MemoryVLA: Perceptual-Cognitive Memory in Vision-Language-Action Models for Robotic Manipulation

📝 Paper Summary

Robotic Manipulation Vision-Language-Action (VLA) Models Memory Systems in Robotics

MemoryVLA integrates a dual-stream memory bank (storing both fine-grained visual details and high-level semantics) into a diffusion-based control policy to enable robots to solve long-horizon, non-Markovian tasks.

Core Problem

Mainstream VLA models rely on single-frame observations, failing to capture temporal dependencies required for non-Markovian tasks where past actions determine current state.

Why it matters:

Many manipulation tasks are visually ambiguous without history (e.g., a button looks the same before and after pressing), leading to execution failures.
Naive solutions like concatenating frame histories are computationally expensive (quadratic attention complexity) and misaligned with single-frame pretraining paradigms.
Current state-of-the-art models like OpenVLA and pi0 struggle significantly with long-horizon tasks due to this lack of explicit temporal modeling.

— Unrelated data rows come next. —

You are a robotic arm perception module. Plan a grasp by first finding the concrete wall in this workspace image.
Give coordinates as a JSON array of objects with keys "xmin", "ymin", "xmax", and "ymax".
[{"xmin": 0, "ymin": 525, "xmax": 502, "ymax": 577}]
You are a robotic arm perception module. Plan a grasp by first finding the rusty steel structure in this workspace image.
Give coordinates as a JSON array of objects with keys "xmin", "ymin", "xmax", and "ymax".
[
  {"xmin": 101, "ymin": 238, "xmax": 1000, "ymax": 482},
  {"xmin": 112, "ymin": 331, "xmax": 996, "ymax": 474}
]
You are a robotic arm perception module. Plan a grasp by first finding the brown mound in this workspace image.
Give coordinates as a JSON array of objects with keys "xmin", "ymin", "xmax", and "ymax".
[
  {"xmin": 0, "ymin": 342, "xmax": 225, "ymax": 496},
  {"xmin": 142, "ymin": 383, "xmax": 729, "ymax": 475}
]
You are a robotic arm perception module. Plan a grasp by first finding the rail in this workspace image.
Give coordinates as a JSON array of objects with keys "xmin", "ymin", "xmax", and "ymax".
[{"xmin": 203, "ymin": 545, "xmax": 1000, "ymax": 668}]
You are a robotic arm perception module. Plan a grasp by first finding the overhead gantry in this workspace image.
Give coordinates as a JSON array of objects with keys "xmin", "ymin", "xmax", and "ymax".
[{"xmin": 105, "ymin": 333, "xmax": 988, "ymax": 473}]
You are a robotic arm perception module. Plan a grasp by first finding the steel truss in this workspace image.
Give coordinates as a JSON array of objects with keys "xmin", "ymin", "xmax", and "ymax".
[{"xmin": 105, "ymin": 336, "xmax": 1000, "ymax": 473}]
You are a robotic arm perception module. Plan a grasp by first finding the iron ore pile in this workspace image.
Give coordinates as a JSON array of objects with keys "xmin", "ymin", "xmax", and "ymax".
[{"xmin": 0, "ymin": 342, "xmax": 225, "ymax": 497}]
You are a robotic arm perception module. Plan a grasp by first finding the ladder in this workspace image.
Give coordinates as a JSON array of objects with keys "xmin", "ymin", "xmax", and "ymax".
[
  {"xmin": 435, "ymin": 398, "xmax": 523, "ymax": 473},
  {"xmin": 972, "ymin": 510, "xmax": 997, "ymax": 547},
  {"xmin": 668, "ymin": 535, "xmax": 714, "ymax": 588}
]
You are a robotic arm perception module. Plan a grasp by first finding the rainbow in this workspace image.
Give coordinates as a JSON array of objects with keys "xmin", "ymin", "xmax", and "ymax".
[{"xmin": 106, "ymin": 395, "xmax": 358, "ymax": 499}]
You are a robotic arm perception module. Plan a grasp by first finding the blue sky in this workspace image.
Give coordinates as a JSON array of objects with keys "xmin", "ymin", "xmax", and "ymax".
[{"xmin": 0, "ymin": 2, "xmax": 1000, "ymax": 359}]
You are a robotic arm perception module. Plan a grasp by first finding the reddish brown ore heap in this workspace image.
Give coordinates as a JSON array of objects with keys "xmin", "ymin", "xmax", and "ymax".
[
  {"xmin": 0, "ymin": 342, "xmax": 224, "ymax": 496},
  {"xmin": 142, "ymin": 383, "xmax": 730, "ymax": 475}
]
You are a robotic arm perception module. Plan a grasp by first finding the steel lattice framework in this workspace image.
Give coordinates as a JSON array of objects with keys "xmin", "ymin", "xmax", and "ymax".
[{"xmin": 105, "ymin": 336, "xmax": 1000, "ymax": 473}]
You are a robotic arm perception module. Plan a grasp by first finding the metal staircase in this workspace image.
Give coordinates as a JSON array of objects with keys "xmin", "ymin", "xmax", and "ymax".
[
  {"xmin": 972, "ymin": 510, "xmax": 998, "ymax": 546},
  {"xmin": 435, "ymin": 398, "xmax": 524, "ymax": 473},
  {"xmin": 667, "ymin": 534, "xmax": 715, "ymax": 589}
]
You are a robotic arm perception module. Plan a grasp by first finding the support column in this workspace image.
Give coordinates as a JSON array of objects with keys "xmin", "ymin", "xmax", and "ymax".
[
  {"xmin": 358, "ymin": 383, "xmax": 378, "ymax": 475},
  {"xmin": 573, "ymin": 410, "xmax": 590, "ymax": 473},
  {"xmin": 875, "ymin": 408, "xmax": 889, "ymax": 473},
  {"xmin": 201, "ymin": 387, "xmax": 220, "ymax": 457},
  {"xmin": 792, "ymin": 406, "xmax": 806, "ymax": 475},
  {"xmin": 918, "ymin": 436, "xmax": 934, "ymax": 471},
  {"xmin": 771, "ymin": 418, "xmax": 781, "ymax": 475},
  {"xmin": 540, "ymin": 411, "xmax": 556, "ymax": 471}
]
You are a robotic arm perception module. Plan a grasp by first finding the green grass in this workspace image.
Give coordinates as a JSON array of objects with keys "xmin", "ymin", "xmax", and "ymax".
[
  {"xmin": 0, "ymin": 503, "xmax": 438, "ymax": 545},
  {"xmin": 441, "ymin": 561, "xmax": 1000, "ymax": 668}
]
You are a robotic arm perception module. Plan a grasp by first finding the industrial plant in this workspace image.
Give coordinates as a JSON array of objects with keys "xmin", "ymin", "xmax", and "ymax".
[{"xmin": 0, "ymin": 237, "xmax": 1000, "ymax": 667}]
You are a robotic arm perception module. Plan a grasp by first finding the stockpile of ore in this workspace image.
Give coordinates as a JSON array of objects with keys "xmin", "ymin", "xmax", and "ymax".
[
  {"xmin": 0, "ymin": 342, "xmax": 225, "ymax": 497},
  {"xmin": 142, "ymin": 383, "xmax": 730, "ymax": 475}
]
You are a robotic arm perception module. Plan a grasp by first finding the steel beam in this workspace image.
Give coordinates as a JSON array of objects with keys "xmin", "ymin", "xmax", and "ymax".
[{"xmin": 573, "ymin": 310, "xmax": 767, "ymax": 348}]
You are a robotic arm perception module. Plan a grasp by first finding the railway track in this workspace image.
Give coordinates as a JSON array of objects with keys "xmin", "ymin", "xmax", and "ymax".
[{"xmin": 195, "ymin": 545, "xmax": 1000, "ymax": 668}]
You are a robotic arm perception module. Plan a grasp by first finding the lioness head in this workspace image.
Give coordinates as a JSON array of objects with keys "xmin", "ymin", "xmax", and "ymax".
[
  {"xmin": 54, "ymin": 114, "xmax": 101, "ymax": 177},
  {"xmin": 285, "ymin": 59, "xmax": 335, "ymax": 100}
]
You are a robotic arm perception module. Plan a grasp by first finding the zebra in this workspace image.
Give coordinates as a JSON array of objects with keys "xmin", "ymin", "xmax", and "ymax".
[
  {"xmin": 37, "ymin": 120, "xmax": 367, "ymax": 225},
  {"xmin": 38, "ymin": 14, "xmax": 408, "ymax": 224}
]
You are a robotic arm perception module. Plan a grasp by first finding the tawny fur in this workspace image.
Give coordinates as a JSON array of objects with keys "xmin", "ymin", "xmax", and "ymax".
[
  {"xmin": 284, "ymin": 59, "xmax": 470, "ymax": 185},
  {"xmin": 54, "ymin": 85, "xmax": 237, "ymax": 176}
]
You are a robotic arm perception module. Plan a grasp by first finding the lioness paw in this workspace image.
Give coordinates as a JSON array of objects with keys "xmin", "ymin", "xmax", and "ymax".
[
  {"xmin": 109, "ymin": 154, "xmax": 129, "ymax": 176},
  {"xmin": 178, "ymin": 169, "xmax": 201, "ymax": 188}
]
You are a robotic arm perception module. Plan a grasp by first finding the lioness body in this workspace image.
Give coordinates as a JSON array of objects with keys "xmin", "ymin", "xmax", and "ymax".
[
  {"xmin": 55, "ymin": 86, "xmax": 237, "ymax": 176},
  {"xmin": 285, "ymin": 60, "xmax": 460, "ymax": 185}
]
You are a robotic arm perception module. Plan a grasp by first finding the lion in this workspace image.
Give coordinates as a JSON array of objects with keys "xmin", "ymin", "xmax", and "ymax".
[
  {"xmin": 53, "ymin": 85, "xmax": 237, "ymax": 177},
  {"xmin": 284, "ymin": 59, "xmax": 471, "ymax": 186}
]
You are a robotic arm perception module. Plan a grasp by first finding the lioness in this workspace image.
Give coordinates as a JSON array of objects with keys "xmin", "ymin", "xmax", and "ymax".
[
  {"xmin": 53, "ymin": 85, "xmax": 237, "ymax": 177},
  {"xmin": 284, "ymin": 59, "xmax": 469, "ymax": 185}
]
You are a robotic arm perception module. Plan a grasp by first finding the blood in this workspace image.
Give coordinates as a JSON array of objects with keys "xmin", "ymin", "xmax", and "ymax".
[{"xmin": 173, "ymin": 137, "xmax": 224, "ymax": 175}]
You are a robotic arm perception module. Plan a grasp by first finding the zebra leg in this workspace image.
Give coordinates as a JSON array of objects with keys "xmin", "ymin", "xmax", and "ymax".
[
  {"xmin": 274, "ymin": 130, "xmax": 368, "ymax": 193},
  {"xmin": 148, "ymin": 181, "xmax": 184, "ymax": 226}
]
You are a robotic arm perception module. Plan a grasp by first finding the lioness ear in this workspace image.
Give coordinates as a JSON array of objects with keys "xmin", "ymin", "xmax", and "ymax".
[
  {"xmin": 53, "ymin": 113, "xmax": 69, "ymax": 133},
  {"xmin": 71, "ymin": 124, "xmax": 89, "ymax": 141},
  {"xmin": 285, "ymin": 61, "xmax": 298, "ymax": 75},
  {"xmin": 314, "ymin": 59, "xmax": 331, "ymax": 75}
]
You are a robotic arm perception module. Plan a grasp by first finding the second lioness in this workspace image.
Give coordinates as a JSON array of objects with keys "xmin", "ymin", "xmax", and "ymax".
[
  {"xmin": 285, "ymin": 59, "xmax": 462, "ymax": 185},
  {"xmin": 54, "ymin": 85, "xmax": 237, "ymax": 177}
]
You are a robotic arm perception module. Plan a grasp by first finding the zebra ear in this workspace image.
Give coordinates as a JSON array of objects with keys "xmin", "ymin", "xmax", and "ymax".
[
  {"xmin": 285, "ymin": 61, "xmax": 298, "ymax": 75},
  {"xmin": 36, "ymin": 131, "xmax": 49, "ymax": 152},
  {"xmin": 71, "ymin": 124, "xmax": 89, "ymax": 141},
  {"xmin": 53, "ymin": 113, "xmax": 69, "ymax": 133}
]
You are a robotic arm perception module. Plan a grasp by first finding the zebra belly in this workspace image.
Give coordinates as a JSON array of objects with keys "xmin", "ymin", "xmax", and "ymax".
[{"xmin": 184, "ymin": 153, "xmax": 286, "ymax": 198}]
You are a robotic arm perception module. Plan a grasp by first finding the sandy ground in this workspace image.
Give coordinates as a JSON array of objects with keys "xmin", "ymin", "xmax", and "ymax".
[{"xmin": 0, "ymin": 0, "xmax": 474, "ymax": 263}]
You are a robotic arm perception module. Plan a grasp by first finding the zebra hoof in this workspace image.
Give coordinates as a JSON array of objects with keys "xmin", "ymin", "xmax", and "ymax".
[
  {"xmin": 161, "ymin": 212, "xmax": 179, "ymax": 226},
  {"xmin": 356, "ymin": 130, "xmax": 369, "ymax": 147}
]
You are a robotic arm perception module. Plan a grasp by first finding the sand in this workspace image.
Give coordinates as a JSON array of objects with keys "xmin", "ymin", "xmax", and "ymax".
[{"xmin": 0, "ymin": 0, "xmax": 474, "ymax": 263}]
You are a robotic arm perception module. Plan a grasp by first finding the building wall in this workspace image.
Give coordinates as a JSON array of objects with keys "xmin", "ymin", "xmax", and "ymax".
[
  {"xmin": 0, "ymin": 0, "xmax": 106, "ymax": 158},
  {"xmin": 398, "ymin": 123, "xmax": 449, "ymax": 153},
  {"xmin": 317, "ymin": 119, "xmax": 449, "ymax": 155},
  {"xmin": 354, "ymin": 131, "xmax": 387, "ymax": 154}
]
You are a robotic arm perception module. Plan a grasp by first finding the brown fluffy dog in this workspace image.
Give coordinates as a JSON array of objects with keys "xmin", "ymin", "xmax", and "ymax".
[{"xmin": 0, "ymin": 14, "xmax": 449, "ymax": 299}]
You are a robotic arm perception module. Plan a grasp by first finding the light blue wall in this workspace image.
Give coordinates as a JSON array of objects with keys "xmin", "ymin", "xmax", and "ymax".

Concrete Example: In a 'Push Buttons' task (Fig. 1a), the visual observation of a button is identical before and after the push. Without memory of the 'push' action occurring, a standard VLA cannot determine if the sub-goal is complete, leading it to repeat the action or stall.

Key Novelty

Perceptual-Cognitive Memory Bank (PCMB) with Consolidation

Maintains a dual-stream external memory: 'Perceptual' stream for fine-grained visual details and 'Cognitive' stream for high-level semantic summaries derived from a VLM.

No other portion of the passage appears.